さて、漫画は20世紀から21世紀初頭の日本を代表する世界的エンターテイメント文化であると言えるが、その一方で、絵画や文学などの現物芸術とは違い、デジタル化に適した電子芸術の側面がある。むしろ紙媒体の書籍よりもタブレット端末などでの閲覧に適していると言える。

上記店舗としての運営はともかく、個人の「自炊」によるデータ化は漫画文化における合理的な手段のように感ずる。既に多くの人気シリーズについては、幾らでも無料でダウンロードする手段がインターネット上に溢れている。もちろん、これらは著作者や企業側の権利の間を縫って行われており、公式な文化継承を促すものではない。

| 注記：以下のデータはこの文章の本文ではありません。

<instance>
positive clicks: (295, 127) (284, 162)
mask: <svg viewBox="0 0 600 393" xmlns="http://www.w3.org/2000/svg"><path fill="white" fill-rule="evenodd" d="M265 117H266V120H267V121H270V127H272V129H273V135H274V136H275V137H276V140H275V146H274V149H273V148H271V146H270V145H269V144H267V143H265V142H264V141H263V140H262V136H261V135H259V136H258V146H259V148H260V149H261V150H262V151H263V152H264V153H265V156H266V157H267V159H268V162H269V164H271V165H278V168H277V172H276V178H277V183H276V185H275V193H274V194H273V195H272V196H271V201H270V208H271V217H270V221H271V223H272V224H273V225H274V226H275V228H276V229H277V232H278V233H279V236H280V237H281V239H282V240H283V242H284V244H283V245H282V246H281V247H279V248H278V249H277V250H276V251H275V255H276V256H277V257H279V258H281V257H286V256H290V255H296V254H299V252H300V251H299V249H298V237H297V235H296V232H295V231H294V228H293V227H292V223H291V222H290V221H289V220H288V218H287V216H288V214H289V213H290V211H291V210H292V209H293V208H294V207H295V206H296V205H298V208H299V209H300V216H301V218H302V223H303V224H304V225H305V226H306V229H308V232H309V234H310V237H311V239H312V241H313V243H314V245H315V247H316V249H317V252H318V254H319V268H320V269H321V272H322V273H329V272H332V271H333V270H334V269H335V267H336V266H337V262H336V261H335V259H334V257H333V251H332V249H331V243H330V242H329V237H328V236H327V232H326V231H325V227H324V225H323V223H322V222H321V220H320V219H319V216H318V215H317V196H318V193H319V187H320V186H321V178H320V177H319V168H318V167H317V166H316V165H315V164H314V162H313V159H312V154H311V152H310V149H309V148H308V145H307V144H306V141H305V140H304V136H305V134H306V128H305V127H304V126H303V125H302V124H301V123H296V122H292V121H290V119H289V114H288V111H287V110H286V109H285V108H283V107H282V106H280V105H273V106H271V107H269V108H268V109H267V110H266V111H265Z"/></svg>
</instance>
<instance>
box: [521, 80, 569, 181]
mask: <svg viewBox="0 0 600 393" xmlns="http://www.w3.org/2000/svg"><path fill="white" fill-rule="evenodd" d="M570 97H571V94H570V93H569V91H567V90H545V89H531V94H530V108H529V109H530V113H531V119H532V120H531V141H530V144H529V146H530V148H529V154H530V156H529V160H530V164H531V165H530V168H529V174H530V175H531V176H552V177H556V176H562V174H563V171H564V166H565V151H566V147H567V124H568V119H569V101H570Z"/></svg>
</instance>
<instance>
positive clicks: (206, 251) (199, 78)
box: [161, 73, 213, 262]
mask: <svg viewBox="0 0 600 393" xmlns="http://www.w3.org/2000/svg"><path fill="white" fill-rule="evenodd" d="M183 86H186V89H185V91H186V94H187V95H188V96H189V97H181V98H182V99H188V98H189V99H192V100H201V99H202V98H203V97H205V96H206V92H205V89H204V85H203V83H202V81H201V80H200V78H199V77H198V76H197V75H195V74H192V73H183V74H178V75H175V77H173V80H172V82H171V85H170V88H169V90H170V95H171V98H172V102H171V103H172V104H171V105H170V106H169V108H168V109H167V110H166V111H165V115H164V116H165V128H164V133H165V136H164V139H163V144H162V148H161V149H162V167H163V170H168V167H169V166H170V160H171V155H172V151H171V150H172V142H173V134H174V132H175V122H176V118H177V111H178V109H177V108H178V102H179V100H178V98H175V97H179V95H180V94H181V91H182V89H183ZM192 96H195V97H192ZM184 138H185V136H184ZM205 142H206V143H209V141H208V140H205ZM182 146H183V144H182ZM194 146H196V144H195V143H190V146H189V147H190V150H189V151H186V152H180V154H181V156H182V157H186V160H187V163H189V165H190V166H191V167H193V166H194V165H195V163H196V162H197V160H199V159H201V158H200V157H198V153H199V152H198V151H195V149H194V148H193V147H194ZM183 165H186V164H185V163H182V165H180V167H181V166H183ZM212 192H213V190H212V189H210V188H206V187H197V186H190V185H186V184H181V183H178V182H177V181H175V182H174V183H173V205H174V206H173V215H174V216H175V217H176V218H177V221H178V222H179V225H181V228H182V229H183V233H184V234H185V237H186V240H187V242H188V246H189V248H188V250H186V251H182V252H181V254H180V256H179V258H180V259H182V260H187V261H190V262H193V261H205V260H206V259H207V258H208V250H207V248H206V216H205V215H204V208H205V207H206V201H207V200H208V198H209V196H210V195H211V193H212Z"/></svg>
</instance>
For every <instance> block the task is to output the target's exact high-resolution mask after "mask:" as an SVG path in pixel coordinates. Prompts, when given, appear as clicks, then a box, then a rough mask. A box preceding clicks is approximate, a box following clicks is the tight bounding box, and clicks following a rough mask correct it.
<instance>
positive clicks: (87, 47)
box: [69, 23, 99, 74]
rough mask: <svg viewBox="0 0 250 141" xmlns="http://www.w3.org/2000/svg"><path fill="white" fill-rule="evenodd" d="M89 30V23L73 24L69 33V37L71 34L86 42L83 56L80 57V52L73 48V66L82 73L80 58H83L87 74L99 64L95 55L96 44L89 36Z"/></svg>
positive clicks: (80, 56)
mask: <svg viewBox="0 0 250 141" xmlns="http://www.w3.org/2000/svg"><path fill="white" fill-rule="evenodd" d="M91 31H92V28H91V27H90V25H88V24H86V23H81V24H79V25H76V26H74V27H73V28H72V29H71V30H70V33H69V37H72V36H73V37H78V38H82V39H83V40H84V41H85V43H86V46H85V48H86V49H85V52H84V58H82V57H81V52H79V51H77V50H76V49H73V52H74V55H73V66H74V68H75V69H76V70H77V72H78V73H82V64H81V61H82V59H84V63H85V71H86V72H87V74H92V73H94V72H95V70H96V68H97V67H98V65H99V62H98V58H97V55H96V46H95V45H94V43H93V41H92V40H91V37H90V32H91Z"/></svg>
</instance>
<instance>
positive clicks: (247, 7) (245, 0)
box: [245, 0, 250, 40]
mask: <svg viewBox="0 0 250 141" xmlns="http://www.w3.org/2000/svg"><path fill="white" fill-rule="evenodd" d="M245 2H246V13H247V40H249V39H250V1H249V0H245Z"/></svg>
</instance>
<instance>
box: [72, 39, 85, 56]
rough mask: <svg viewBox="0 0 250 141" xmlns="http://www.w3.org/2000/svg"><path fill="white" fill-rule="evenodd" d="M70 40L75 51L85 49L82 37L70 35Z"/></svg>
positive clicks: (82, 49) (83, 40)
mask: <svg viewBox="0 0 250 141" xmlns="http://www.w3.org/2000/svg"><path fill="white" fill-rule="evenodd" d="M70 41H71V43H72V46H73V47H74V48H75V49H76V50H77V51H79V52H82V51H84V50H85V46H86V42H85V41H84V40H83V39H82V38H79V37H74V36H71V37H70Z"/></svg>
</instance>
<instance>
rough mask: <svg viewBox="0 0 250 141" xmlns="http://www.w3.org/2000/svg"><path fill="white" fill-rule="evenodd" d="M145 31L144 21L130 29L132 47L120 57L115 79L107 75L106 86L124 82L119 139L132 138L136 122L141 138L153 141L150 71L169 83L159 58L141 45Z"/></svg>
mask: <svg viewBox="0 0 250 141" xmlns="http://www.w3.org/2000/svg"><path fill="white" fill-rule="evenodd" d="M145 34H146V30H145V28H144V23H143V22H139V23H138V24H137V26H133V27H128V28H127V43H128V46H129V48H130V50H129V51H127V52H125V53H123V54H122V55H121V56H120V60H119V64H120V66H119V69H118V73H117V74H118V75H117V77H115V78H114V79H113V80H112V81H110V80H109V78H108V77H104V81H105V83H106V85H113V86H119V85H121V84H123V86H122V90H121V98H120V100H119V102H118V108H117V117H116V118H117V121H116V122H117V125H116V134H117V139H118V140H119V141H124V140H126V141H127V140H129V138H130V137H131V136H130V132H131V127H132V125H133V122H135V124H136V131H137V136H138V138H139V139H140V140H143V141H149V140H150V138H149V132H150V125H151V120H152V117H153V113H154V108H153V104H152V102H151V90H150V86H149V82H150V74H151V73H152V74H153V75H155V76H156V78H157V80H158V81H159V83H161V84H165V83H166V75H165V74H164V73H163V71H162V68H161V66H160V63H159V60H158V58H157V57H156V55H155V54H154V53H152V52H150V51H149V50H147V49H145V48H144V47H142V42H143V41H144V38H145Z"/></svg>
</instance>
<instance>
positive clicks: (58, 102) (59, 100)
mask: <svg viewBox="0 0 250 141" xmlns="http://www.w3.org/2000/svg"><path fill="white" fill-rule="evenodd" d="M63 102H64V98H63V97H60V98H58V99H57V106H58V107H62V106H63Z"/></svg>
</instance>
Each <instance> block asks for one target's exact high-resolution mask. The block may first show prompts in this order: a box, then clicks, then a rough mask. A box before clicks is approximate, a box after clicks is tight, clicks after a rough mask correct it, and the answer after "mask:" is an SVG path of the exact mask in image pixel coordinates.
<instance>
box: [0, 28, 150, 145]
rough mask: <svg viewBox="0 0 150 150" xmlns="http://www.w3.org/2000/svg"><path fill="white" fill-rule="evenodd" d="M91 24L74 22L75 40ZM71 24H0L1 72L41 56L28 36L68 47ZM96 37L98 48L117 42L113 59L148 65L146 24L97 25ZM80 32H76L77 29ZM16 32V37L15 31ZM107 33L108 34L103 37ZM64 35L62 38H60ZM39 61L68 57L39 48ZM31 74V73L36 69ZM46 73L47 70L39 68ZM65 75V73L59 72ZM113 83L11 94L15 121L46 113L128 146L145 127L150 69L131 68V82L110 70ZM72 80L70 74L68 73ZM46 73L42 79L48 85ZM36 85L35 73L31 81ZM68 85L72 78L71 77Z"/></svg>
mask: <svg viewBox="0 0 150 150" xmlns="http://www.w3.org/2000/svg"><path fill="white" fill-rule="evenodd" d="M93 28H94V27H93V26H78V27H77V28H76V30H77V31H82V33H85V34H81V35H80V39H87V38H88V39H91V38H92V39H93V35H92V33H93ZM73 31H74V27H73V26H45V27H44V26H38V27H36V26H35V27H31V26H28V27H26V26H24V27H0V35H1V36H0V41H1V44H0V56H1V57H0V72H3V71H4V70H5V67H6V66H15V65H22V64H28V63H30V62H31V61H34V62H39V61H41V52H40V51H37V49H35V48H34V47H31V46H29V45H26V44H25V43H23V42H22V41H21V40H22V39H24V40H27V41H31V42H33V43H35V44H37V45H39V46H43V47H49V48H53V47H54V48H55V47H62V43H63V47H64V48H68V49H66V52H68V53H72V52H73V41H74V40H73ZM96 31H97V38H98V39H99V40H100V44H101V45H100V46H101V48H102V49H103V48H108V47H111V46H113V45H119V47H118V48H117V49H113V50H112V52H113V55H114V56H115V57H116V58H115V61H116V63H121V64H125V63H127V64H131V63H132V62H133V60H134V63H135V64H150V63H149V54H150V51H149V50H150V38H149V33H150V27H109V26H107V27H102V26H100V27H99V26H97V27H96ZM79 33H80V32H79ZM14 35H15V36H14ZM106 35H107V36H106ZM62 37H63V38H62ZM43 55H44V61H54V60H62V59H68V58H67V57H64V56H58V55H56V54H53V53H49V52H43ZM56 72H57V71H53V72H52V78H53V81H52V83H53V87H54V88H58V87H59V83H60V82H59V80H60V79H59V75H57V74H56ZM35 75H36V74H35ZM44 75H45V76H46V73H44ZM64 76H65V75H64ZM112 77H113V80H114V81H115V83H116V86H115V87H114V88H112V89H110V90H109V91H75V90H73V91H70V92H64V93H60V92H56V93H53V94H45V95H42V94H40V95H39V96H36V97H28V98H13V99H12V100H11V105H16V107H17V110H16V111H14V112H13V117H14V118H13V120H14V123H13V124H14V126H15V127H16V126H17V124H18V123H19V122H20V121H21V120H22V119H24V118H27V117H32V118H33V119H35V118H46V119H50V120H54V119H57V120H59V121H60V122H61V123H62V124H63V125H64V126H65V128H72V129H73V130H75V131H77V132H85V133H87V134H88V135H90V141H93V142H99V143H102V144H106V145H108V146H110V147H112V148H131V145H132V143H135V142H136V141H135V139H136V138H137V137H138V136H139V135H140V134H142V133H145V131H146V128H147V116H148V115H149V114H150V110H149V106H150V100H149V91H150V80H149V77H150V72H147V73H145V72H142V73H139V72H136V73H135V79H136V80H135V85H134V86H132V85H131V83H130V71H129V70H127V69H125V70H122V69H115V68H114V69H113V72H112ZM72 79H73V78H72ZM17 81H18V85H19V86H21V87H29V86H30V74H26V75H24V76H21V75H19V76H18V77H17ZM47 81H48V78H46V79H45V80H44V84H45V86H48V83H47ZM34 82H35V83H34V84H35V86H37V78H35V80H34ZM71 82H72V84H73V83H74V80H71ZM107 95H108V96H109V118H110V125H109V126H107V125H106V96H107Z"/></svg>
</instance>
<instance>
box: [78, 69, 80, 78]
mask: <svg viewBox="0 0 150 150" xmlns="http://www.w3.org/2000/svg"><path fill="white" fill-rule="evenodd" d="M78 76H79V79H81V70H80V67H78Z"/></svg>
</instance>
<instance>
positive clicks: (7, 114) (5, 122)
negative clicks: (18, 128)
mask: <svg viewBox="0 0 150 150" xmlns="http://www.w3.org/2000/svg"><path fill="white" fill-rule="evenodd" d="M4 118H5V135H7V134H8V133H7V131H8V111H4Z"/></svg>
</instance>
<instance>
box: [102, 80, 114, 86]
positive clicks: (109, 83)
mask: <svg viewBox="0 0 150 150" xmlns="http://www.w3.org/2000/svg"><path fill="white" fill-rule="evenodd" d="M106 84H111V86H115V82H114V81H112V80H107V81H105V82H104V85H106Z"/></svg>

泡沫化の憂き目にさらされる芸術に関しては、「公式に」保存するという観点が必要である。この「公式に」という観点が重要であり、保存するだけでは単に箪笥の肥やしになるのみだ。芸術は保存し共有する事で、始めて英知としての役割を成すのである。

そうした意味で、民主党政権前に総理大臣として活動した麻生総理の「漫画博物館構想」そのものは、決して間違いではなかったと筆者は考えている。もっとも、数十億費やす箱物事業にはせず、インターネット上の低予算公共事業に収めるべきではある。